Gulab jamun is a dessert from India. It is presented in the form of dumplings, cooked in oil and served with a thick syrup.
Gulab jamun INGRÉDIENTS:
- 250 g milk powder
- 120 g white flour
- 25 cl milk
- 2 tablespoon (s) of butter
- 1 packet of dry yeast
- 3 teaspoon (s) of sugar
- 4 green cardamoms
- 2 tablespoon (s) lemon juice
- Mix the powdered milk and the flour in a bowl. Add the butter and sand the dough.
- Add the milk (liquid), knead and collect everything into a uniform paste. Form very smooth dumplings (Gulabs) without cracking the size of a walnut (so that they do not come off during frying).

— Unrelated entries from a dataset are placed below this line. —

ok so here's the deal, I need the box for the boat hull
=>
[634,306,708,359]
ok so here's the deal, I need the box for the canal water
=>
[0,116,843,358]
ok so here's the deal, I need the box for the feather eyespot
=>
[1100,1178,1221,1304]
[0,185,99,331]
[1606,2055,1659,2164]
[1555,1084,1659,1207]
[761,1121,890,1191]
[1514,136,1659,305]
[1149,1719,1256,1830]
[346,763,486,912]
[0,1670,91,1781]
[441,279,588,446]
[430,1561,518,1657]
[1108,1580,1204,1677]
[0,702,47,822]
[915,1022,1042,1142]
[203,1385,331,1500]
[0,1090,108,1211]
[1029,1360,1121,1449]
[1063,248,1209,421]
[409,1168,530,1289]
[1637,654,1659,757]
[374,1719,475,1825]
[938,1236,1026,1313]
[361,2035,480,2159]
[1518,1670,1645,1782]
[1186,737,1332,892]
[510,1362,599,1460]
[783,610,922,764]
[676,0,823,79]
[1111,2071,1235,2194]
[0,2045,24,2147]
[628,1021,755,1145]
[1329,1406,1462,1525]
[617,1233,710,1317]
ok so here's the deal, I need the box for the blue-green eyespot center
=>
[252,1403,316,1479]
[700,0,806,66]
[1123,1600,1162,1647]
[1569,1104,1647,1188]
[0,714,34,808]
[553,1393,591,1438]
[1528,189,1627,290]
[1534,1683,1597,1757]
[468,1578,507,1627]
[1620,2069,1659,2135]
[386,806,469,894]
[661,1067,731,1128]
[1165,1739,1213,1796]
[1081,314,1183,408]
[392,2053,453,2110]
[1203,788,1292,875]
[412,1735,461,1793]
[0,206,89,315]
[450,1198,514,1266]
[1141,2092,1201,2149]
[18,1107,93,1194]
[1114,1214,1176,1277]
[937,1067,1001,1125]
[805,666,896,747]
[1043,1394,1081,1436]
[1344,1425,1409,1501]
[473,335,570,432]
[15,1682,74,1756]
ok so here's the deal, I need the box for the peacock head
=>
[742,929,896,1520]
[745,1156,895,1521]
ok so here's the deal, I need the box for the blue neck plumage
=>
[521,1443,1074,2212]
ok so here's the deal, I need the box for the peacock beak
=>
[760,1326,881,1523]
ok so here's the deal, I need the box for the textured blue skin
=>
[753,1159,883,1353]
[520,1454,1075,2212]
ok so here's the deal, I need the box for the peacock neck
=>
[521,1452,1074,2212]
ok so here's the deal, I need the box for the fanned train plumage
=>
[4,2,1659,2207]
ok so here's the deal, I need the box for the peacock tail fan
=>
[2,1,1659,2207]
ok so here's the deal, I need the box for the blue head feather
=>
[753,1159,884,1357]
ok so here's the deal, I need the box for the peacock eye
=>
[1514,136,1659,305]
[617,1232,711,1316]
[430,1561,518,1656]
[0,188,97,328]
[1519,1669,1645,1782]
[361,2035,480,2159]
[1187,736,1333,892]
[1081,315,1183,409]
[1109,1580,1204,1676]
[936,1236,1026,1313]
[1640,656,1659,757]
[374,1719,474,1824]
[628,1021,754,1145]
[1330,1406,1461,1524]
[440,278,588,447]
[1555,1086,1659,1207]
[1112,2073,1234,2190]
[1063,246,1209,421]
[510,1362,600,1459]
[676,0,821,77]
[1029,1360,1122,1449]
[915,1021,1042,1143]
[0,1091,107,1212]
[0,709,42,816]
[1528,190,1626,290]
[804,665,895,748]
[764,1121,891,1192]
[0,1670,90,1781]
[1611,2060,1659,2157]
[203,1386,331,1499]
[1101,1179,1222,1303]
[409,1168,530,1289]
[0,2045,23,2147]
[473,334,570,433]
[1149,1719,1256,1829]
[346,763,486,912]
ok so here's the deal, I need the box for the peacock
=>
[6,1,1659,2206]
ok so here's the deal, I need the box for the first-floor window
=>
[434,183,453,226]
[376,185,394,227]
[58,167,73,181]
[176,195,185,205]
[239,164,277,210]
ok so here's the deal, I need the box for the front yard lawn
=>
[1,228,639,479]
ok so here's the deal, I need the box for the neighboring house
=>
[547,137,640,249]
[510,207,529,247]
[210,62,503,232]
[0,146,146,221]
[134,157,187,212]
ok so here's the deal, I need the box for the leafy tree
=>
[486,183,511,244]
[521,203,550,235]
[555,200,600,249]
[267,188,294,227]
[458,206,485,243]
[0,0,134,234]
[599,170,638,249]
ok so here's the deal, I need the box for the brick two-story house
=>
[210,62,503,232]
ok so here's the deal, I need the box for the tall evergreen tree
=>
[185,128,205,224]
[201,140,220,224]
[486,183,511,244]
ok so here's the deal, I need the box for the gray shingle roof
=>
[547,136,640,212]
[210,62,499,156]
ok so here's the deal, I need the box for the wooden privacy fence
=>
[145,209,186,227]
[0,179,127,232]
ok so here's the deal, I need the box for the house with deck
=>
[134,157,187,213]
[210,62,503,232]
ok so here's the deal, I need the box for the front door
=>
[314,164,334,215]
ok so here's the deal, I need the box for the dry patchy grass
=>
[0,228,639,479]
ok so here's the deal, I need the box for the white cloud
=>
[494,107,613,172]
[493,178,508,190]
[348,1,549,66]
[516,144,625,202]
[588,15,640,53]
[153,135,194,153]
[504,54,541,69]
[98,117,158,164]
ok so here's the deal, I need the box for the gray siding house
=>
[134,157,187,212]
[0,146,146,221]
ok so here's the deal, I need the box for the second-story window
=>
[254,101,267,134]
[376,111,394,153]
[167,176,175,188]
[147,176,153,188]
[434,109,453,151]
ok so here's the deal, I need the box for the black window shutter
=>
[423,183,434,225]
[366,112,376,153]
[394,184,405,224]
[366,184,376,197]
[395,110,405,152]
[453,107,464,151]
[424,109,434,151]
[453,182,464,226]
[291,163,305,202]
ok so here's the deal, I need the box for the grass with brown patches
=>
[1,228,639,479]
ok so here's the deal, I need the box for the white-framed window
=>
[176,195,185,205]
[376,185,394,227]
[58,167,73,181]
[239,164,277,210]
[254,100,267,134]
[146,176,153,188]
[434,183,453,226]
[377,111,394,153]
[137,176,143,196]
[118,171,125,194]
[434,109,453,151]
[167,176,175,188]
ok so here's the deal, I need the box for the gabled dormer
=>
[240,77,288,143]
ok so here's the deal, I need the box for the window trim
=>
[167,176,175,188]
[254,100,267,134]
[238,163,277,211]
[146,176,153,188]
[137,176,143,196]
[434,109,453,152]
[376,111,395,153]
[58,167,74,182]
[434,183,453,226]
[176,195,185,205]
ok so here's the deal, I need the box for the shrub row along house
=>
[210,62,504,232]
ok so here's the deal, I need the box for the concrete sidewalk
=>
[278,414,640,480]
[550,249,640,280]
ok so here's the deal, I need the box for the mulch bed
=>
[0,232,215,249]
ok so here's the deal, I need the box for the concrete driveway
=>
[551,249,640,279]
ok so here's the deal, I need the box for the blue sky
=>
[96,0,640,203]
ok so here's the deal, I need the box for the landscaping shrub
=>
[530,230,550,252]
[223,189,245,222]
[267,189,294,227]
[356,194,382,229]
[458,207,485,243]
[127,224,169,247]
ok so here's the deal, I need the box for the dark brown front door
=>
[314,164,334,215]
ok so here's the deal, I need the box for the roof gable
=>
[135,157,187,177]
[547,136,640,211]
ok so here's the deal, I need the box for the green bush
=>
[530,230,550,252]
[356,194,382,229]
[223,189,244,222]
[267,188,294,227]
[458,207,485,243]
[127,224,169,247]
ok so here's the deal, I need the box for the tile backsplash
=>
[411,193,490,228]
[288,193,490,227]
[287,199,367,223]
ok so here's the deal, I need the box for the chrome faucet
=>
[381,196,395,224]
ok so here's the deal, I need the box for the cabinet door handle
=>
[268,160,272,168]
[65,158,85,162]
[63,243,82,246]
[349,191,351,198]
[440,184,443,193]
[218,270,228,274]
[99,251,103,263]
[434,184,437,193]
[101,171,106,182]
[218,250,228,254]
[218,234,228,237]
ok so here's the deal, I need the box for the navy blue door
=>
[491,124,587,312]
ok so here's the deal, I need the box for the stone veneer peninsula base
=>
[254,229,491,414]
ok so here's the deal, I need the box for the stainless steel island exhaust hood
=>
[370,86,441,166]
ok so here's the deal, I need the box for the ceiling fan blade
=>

- Immerse the Gulab in an oil bath and mix them delicately in all directions so that they are evenly browned. As soon as they get a nice color, let them drain, on absorbent paper.
- Prepare the syrup by mixing 3 tsp. sugar with 7 tsp. coffee, crushed cardamom, and lemon juice. Cook over low heat (you can flavor the syrup with rose water).
- Immerse the Gulab in the syrup, and let them absorb the syrup until they are very spongy and moist.
- Serve in a hollow container with the liquid syrup.
You can keep it cool for a few days. You can decorate them with dried fruits: almonds, cashews … or silver paper leaves that can be found in Indian grocery stores.